5) Override the RegistrationView. I'm not entirely sure why this is necessary, but I get errors without it. I believe it's saying, "Hey models, be prepared for an extra field". This is basically copy/pasted from registration/backends/default/views.py, but with the extra field added

# posts/views.py
from registration.backends.default.views import RegistrationView
from registration import signals
from registration.models import RegistrationProfile
from django.contrib.sites.models import Site
from django.contrib.sites.models import RequestSite

class CustomRegistrationView(RegistrationView):
    """
    Needed override this django-registration feature to have it create
    a profile with extra field
    """
    def register(self, request, **cleaned_data):
        username, email, password, user_type = cleaned_data['username'], cleaned_data['email'], cleaned_data['password1'], cleaned_data['user_type']
        if Site._meta.installed:
            site = Site.objects.get_current()
        else:
            site = RequestSite(request)
        new_user = RegistrationProfile.objects.create_inactive_user(
            username, email, password, user_type, site)
        signals.user_registered.send(sender=self.__class__,
                                     user=new_user,
                                     request=request)
    return new_user

6) Update the model. I did this by directly editing the django-registration model (since it's a lone-wolf project and this is my only use of it), but DO NOT do this if you are using django-registration for anything else. You could try overriding the model in your app I reckon. Anyways, in registration/models.py I added the extra field:

# registration/models.py
def create_inactive_user(self, username, email, password, user_type,
                         site, send_email=True):
    """
    Create a new, inactive ``User``, generate a
    ``RegistrationProfile`` and email its activation key to the
    ``User``, returning the new ``User``.

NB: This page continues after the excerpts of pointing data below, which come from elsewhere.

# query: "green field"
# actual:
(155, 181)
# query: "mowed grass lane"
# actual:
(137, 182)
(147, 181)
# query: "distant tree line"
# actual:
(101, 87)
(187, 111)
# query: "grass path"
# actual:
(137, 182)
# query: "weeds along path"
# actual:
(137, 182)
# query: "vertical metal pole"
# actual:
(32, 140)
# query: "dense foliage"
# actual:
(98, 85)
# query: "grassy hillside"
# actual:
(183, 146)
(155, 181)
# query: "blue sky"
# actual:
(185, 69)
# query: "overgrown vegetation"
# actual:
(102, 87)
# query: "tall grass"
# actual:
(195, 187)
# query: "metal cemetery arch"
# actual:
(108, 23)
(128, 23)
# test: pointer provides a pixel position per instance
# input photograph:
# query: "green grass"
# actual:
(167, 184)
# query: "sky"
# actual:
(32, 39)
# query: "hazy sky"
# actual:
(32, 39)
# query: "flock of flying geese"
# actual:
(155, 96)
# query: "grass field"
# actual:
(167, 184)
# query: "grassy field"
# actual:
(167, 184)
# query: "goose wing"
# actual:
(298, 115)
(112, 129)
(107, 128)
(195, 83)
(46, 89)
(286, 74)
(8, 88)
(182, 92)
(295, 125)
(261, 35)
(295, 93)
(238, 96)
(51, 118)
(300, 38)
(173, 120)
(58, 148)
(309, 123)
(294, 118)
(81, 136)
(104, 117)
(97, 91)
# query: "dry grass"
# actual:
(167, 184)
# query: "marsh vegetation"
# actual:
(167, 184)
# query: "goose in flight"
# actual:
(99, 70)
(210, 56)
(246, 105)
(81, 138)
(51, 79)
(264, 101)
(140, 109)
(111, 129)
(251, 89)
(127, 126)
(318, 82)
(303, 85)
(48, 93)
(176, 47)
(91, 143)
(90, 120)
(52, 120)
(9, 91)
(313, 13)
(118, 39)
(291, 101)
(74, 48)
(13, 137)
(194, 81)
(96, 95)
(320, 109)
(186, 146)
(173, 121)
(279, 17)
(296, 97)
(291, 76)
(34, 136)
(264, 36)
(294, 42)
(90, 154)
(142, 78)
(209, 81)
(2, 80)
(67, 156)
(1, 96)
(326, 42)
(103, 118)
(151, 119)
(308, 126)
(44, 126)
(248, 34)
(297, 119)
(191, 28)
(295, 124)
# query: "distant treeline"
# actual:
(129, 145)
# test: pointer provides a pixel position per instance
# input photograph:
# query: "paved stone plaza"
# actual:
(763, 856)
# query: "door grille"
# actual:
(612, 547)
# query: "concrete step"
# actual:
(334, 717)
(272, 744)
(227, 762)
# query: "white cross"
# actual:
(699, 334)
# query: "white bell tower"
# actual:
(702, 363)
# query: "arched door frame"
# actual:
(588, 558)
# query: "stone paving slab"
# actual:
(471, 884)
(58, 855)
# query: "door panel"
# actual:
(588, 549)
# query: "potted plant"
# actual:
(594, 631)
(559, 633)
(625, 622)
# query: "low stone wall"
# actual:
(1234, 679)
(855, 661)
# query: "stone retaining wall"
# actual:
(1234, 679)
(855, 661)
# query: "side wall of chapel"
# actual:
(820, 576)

    By default, an activation email will be sent to the new
    user. To disable this, pass ``send_email=False``.

    """
    new_user = get_user_model().objects.create_user(username, email, password, user_type=user_type)
    new_user.is_active = False
    new_user.save()

    registration_profile = self.create_profile(new_user)

    if send_email:
        registration_profile.send_activation_email(site)

    return new_user

7) Update you urls file:

#appName/urls.py
urlpatterns = patterns('',
    url(r'^accounts/register/$', CustomRegistrationView.as_view(
    form_class=RegistrationForm)),
)

Hopefully somebody, somewhere gets some use out of this. Happy Django-ing!

OTHER TIPS

It seems that step 3 in chipperdrew's answer is not necessary any more. I found that django-registration's code already incorporates the steps to import get_user_model(). This is true for django-registration v1.0

In registration/models.py, line 15-19

try:
    from django.contrib.auth import get_user_model
    User = get_user_model()
except ImportError:
    from django.contrib.auth.models import User

Note: I can't seem to directly comment on chipperdrew's answer so I posted the above as a separate answer.